Lepraria ulrikii

Scientific classification
- Kingdom: Fungi
- Division: Ascomycota
- Class: Lecanoromycetes
- Order: Lecanorales
- Family: Stereocaulaceae
- Genus: Lepraria
- Species: L. ulrikii
- Binomial name: Lepraria ulrikii Grewe, Barcenas-Peña, R.Diaz & Lumbsch (2021)

= Lepraria ulrikii =

- Authority: Grewe, Barcenas-Peña, R.Diaz & Lumbsch (2021)

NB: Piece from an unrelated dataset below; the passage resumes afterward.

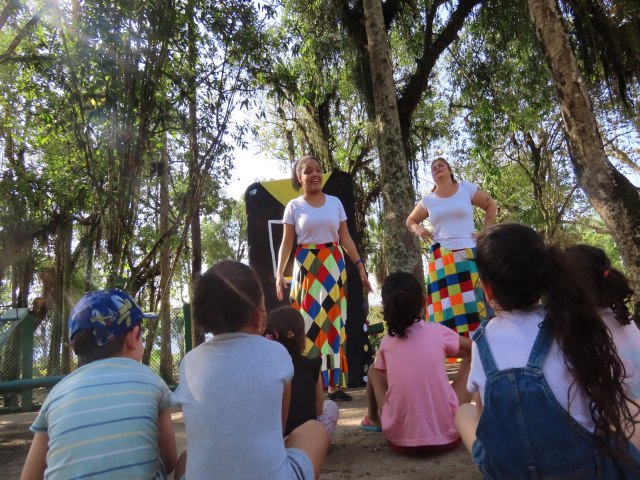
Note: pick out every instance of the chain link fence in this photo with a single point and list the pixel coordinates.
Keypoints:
(46, 365)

Species of lichen-forming fungus

Lepraria ulrikii is a species of leprose lichen-forming fungus in the family Stereocaulaceae. This powdery lichen occurs in Australia and New Zealand, where it grows on bark and tree ferns.

==Taxonomy==
Lepraria ulrikii was described as a new species in 2021 by Felix Grewe, Alejandrina Bárcenas-Peña, Rudy Díaz and H. Thorsten Lumbsch. The species epithet honours the lichenologist Ulrik Søchting. The authors noted that it is morphologically and chemically very similar to Lepraria finkii, but treated it as distinct based on phylogenetic evidence and differences in chemistry and geographic range.

==Description==
The body (thallus) is crust-forming (crustose) and powdery, with a rosette-like finkii-type form, about 0.1–0.3 mm thick and greenish in colour. The fungal threads (hyphae) are colourless (hyaline), divided by cross-walls (septate), and about 2.5–5 μm wide, with a variably developed basal mat. Root-like anchoring threads are uncommon, and the granules are spherical (globose), fluffy, and about 27.5–40 μm across. The algal partner (photobiont) is a green, coccoid alga with rounded cells about 7.5–15 (sometimes up to 20) μm in diameter. Reported lichen products (secondary metabolites) include atranorin, zeorin, stictic acid, and trace amounts of constictic acid

==Habitat and distribution==
The species has been reported from Australasia, including New Zealand, mainland Australia, and Tasmania. The type collection was made in the Auckland region (Eskdale Bush Preserve, Birkdale) at about 25 m elevation, where it was found on a tree fern in mixed broadleaf forest. Other collections from the same locality have been recorded on bark and tree ferns.